While at first sight this would be an ideal situation for businesses in the architecture, there might be some problems. If businesses are not going to formulate the rules themselves and keep track of changes in the law, who is going to do that? The responsibility to be compliant in a sense shifts from the users of the architecture to the organisation that specifies the generic business rules. This might result in some ethical and legal difficulties. Such an organisation would have a lot of power, since it would have an influence on all requests for access. A solution could be to let the decision component be governed by the parties in the network themselves, solving some of the ethical difficulties with responsibility and distribute between the users the power over the contents of the generic business rules.

It is unclear whether the legislation that is applicable to information that is directly accessible is applicable to information that is encrypted and is not directly accessible. However, for the same reasons as in the situation with the increase in liability, it might be reasonable to say that this should not be the case. If access is only granted to data elements when this is lawful, it would be reasonable for users of the architecture to be confident that they are complying with the law in the first scenario. This in turn might lead to an increase in their willingness to share information.

To summarise, we found the proposed architecture to have several advantages. Due to the use of blockchain technology, information sharing is reliable and secure. Furthermore, multiple businesses can exercise flexible control over data elements to keep them confidential. Moreover, there are indications that it is possible to protect businesses from increased liability. Another advantage is that if generic rules are specified and kept up to date with the law, businesses might not need to be concerned with making sure that information sharing is compliant.

Conclusion and suggestions for further research

Using a design science approach, we developed a software architecture for the sharing of information with government organisations that can be acceptable to businesses. This enables government organisations to receive more information that can be used for better and more focussed inspections. This, in turn, contributes to public safety and security. Based on a case, we derived the requirements for the architecture, viz.: 1) information should be kept confidential according to the needs of businesses, 2) information should be shared while allowing businesses to avoid liability, and 3) information sharing using the architecture should be lawful.

The architecture meeting these requirements consists of five main components; 1) blockchain for recording events, 2) business rules for setting the conditions to share information, 3) access control to ensure only authorised access, 4) metadata and context information to understand whether the context enables information to be shared, and 5) encryption and decryption.

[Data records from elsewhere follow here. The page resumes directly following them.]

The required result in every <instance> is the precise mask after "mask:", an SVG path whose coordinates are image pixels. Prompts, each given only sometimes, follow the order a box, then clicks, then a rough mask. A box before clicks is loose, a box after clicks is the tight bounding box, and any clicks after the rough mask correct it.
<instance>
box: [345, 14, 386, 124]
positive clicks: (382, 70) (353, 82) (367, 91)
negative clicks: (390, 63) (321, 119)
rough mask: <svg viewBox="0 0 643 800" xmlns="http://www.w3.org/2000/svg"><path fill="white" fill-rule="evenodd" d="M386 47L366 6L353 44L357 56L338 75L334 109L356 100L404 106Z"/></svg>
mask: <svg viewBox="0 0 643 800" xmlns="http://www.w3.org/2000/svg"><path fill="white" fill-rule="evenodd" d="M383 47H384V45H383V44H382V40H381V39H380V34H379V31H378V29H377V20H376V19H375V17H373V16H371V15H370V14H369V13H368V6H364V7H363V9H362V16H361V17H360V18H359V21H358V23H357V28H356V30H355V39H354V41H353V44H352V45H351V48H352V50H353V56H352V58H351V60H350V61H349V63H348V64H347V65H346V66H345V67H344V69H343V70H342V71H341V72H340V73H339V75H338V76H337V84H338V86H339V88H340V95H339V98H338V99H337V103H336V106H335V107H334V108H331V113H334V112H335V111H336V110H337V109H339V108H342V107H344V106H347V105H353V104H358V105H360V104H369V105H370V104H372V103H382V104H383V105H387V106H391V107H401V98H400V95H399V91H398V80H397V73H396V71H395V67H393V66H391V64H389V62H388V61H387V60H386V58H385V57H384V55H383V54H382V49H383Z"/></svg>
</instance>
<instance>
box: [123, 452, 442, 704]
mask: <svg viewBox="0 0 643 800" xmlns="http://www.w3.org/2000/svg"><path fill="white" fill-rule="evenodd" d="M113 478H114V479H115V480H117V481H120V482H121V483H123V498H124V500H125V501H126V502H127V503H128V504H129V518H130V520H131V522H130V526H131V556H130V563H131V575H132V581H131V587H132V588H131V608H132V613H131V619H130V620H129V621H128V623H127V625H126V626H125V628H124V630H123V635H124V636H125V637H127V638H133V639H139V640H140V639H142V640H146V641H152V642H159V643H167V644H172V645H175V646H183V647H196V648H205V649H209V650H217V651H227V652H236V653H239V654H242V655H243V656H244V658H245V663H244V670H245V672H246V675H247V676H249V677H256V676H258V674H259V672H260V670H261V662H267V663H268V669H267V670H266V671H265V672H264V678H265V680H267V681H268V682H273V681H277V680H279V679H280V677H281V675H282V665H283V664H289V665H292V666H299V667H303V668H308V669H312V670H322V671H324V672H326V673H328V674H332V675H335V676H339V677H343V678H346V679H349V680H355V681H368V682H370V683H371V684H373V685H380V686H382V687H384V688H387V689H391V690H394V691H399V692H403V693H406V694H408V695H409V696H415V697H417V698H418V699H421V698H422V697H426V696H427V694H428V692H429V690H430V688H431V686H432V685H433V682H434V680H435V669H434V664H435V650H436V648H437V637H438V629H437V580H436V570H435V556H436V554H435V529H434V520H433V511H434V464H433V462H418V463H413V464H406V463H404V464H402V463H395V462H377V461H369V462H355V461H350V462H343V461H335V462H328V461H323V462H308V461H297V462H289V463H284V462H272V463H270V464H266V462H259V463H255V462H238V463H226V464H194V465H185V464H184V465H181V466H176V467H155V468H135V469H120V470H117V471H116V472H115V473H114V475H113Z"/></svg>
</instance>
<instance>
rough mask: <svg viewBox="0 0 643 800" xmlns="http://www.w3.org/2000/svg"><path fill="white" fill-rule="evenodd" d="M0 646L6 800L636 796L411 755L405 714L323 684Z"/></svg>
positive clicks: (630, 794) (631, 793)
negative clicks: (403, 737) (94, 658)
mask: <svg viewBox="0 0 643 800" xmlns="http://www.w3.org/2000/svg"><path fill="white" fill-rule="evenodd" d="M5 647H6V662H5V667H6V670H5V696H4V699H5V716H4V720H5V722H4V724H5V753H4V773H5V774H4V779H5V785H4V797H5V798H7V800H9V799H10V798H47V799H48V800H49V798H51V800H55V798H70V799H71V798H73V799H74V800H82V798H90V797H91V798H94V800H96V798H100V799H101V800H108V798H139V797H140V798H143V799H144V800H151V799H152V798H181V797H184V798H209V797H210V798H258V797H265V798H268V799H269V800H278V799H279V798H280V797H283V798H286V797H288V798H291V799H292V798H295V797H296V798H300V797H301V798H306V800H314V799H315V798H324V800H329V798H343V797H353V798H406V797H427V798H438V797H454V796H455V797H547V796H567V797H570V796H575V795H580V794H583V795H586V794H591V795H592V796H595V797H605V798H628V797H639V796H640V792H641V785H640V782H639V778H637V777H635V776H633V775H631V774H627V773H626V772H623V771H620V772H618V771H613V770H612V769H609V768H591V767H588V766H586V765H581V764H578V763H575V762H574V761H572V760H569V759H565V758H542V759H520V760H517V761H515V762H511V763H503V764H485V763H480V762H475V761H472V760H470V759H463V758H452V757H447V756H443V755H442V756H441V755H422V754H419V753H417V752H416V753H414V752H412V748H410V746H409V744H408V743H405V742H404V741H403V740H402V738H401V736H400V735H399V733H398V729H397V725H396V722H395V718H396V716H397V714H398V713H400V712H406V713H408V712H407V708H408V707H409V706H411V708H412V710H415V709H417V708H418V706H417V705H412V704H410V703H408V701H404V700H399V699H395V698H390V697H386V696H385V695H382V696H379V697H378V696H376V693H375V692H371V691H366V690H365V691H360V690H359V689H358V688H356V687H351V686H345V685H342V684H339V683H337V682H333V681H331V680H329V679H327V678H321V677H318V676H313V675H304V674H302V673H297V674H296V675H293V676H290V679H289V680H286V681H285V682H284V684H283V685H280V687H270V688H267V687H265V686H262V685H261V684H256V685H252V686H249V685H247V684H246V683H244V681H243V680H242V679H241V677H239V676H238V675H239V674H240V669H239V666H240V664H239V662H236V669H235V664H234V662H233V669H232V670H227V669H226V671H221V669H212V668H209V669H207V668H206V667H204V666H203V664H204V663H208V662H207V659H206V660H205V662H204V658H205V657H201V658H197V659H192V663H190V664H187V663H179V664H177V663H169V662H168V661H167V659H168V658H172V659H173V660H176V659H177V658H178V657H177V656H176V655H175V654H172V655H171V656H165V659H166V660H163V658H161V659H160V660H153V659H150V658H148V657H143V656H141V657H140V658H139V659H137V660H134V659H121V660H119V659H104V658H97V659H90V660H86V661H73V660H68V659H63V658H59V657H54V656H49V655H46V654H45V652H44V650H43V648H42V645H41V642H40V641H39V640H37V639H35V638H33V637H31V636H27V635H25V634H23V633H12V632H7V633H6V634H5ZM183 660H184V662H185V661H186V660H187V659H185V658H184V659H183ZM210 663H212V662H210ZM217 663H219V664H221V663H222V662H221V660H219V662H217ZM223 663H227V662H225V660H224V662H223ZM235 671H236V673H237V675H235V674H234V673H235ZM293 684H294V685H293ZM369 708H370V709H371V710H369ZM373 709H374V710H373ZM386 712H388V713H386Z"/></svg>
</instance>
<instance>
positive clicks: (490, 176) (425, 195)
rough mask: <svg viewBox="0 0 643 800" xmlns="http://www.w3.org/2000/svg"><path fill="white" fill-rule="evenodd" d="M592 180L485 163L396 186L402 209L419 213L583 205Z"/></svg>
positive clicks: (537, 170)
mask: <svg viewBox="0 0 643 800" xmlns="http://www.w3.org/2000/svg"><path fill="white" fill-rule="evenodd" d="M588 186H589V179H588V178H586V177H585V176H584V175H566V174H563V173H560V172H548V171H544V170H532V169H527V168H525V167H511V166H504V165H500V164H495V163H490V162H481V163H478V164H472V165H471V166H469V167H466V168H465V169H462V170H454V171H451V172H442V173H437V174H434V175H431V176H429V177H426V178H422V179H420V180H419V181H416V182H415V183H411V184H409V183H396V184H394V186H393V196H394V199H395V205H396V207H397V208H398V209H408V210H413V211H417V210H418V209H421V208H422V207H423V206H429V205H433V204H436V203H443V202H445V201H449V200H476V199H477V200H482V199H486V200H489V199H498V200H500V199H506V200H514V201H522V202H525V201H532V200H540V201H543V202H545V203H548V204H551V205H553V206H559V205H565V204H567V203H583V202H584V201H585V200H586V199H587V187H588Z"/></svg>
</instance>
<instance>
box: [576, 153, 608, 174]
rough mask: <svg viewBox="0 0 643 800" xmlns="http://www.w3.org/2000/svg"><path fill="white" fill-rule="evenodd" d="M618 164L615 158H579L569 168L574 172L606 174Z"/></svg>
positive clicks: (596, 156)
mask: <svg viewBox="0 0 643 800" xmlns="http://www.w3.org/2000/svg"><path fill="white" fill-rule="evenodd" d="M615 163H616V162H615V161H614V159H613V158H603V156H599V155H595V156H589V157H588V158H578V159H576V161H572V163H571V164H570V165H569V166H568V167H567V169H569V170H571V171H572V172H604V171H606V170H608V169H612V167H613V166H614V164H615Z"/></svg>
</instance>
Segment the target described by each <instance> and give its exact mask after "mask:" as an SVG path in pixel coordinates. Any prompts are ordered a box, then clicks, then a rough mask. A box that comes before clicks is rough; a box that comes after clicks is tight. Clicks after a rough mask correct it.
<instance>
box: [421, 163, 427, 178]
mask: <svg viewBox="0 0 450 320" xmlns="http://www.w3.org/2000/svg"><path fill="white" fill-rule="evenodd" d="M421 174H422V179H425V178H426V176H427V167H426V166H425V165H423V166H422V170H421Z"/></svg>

Blockchains enable the sharing of events and ensure the trustworthiness of information in these events. Business rules can be specified by the businesses. This enables them to keep their data confidential whenever they need to. In addition, in the architecture the sharing of data that are received by others, that are enriched or combined, is made easier by making it possible for the business rules of multiple parties to be applicable. Furthermore, it seems that the use of generic business rules to ensure that data access complies with legislation, is also a means to increase willingness to share information. The way the generic business rules and the decision component are governed is important for this.

Although there are architectures in each of the domains, to our knowledge this is the first to combine events, a blockchain and business rules. Only the combination satisfies the three main requirements. This suggests that the combination of technologies can also provide advantages in other domains.

Future research should focus on further evaluating the architecture by requesting a review of the architecture by industry experts and experts in the juridical domain. In addition, the components of the architecture, such as the decision component and the encryption and decryption mechanisms, should be further developed.